Exactly a week after a shooter in Colorado killed 12 moviegoers, Democrats in the Senate attached an amendment to the recently passed Cyber Security Act of 2012 to limit purchased of large capacity weapon feeding devices, such as magazines.
S.A. 2575, or the "Large Capacity Magazine Ban," is identical to a separate bill proposed by amendment sponsor Frank Lautenberg (D-NJ) that would make it illegal "for a person to transfer or possess a large capacity ammunition feeding device."
This is defined as "a magazine, belt, drum, feed strip, or similar device that has a capacity of, or that can be readily restored or converted to accept, more than 10 rounds of ammunition," according to the amendment's language.
Democratic Sens.

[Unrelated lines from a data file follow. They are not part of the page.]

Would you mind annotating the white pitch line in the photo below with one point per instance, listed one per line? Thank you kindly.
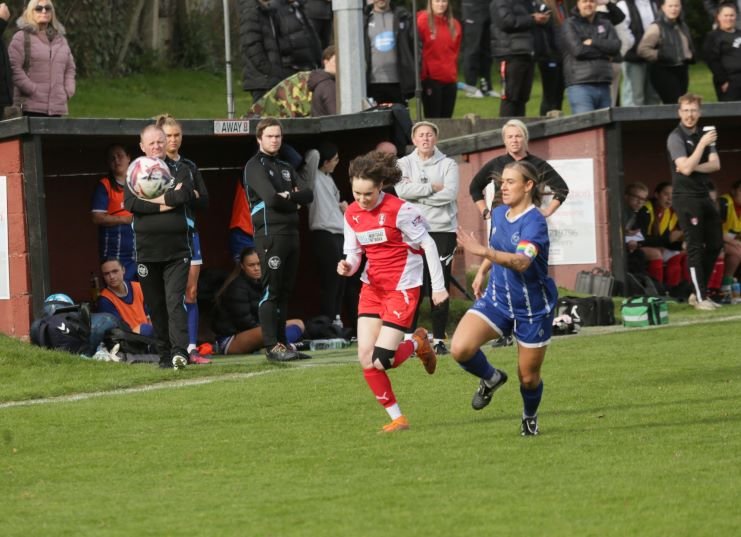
(167, 385)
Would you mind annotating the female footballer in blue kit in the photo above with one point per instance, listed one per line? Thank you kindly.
(520, 298)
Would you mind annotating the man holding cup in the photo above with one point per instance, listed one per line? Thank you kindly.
(693, 157)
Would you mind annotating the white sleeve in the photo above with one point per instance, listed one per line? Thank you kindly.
(351, 245)
(433, 263)
(411, 223)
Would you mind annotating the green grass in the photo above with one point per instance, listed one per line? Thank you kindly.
(639, 436)
(196, 94)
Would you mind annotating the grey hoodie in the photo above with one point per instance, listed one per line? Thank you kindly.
(440, 209)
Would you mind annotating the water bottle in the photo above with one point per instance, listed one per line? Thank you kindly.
(328, 344)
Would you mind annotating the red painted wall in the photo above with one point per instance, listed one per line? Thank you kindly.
(15, 313)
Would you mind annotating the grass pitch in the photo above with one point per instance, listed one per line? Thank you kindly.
(639, 436)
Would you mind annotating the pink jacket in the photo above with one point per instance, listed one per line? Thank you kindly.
(50, 81)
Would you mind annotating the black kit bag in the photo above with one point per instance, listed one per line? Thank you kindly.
(67, 329)
(587, 311)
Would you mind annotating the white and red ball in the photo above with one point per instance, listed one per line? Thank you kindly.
(148, 177)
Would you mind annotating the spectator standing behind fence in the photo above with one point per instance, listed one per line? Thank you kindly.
(589, 42)
(326, 223)
(321, 16)
(389, 52)
(115, 235)
(298, 43)
(429, 181)
(730, 212)
(723, 54)
(6, 75)
(440, 35)
(236, 319)
(693, 156)
(174, 133)
(163, 252)
(548, 57)
(258, 39)
(667, 46)
(477, 46)
(513, 44)
(272, 187)
(636, 88)
(323, 85)
(42, 62)
(515, 137)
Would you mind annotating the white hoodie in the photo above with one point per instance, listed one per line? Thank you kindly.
(440, 209)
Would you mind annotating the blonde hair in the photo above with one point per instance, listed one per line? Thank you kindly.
(166, 120)
(29, 22)
(448, 16)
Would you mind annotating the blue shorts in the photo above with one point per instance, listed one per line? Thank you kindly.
(197, 258)
(529, 332)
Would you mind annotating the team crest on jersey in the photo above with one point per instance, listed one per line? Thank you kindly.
(372, 236)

Frank Lautenberg (N.J.), Barbara Boxer (Calif.), Jack Reed (R.I.), Bob Menendez (N.J.), Kirsten Gillibrand (N.Y.), Chuck Schumer (N.Y.) and Dianne Feinstein (Calif.) introduced the amendment to the Cyber Security Act on Thursday before the act heads to the House of Representatives for debate.

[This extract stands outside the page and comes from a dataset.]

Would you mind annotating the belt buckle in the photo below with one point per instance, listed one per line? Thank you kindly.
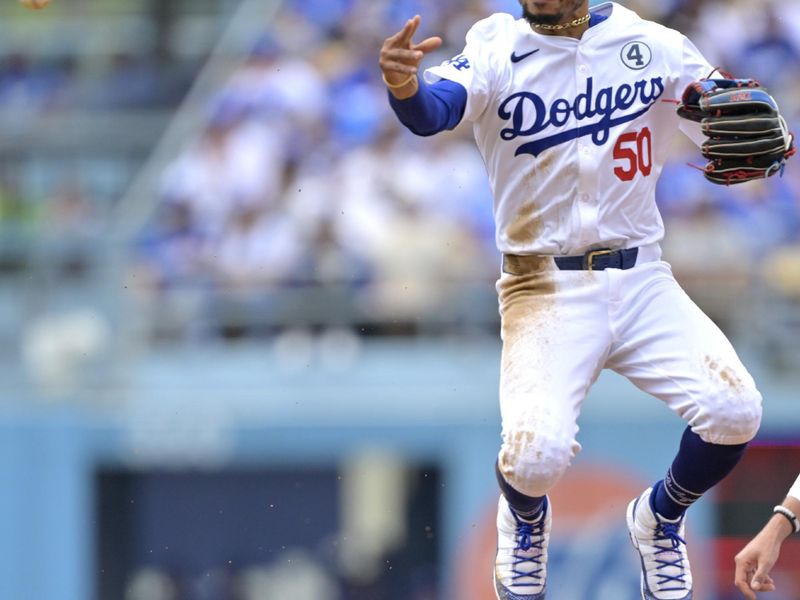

The move comes a week after a shooting rampage at a midnight premier of the Batman movie "The Dark Knight Rises" resulted in the death of 12 Colorado moviegoers. James Holmes, the suspected shooter, obtained his four guns and thousands of rounds of ammunition legally.
Speaking on the Senate floor Thursday, Senator Schumer said the bill was meant to be an answer to "reasonable" calls for gun control, stating it was not his purpose to limit Second Amendment rights.

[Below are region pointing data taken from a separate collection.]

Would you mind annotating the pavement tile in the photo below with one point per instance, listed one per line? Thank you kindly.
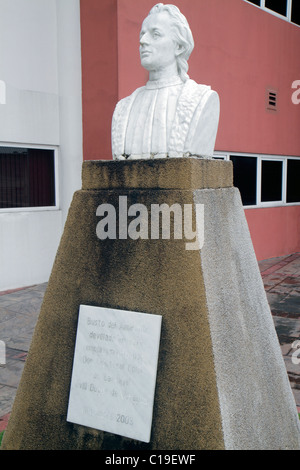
(3, 421)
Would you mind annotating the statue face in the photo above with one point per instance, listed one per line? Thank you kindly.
(158, 49)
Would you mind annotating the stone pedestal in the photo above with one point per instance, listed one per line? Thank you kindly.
(221, 380)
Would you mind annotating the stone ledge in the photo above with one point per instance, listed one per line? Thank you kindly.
(165, 173)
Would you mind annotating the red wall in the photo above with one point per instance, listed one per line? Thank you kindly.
(275, 231)
(99, 53)
(240, 50)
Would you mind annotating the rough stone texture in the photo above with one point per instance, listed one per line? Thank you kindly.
(221, 381)
(166, 173)
(152, 276)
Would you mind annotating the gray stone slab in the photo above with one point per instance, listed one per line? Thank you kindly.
(114, 371)
(253, 385)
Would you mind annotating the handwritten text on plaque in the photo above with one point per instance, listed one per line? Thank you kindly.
(114, 371)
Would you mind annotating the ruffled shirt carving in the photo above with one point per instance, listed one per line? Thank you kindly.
(156, 121)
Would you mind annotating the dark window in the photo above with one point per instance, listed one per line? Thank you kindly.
(293, 181)
(256, 2)
(272, 100)
(244, 178)
(296, 12)
(279, 6)
(27, 177)
(271, 180)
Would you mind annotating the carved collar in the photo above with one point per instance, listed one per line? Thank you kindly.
(164, 82)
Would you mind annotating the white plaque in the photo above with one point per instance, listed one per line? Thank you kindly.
(114, 371)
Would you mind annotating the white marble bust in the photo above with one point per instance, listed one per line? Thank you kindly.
(172, 115)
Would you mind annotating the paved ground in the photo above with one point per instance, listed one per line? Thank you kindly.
(19, 311)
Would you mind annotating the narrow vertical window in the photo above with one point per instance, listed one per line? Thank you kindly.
(295, 17)
(293, 181)
(271, 180)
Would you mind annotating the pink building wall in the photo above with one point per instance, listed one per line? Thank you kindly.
(240, 50)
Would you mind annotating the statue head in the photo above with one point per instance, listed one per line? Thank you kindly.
(176, 30)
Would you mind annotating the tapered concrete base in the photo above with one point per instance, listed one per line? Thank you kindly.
(222, 382)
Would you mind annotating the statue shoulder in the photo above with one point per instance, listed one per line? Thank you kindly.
(119, 122)
(194, 90)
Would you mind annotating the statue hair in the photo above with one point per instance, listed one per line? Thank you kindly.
(182, 34)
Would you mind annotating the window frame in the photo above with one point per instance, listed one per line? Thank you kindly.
(56, 178)
(287, 17)
(260, 158)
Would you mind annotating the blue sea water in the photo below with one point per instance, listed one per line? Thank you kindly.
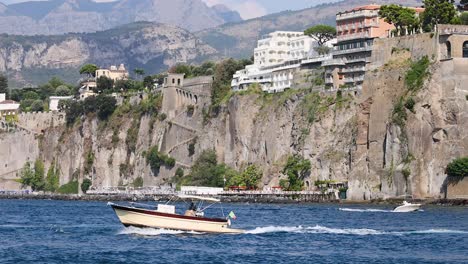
(89, 232)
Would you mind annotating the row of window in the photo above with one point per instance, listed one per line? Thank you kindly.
(355, 45)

"We can debate where to draw the line of reasonableness but we might... be able to come to an agreement in the middle where we say, yes, there's a right to bear arms and yes, there can be reasonable limitations on the Second Amendment," Schumer said.
"Maybe, maybe, maybe we can tell those who are at the extremes on the far right and the far left that we disagree with you," Schumer adding, saying, "and maybe, maybe, maybe we could pass some laws that might, might, might stop some of the unnecessary tragedies that have occurred.
"Or, at the very least, when you have someone who was mentally infirmed, like the shooter in Aurora, limit the damage that they are able to do," he added.
The amendment was proposed the same day Senate Majority Leader Harry Reid (D-N.V.) said the schedule was too packed to debate new gun control legisaltion during this session of Congress.
On Thursday, White House Spokesman Jay Carney made it clear the president was still in support of an assault weapon ban and tougher background checks, but that he wasn't planning to introduce new legislation before the election.
"There is an issue about the stalemate in Congress [on gun control legislation], and there are things that we can do short of legislation and short of gun laws, as the President said, that can reduce violence in our society," Carney told reporters Thursday.
"I know [the president] will continue to press the Department of Justice to try to enhance the enforcement of existing laws, try to further develop our background check system so that it prevents criminals and those who should not have weapons from getting them under existing law."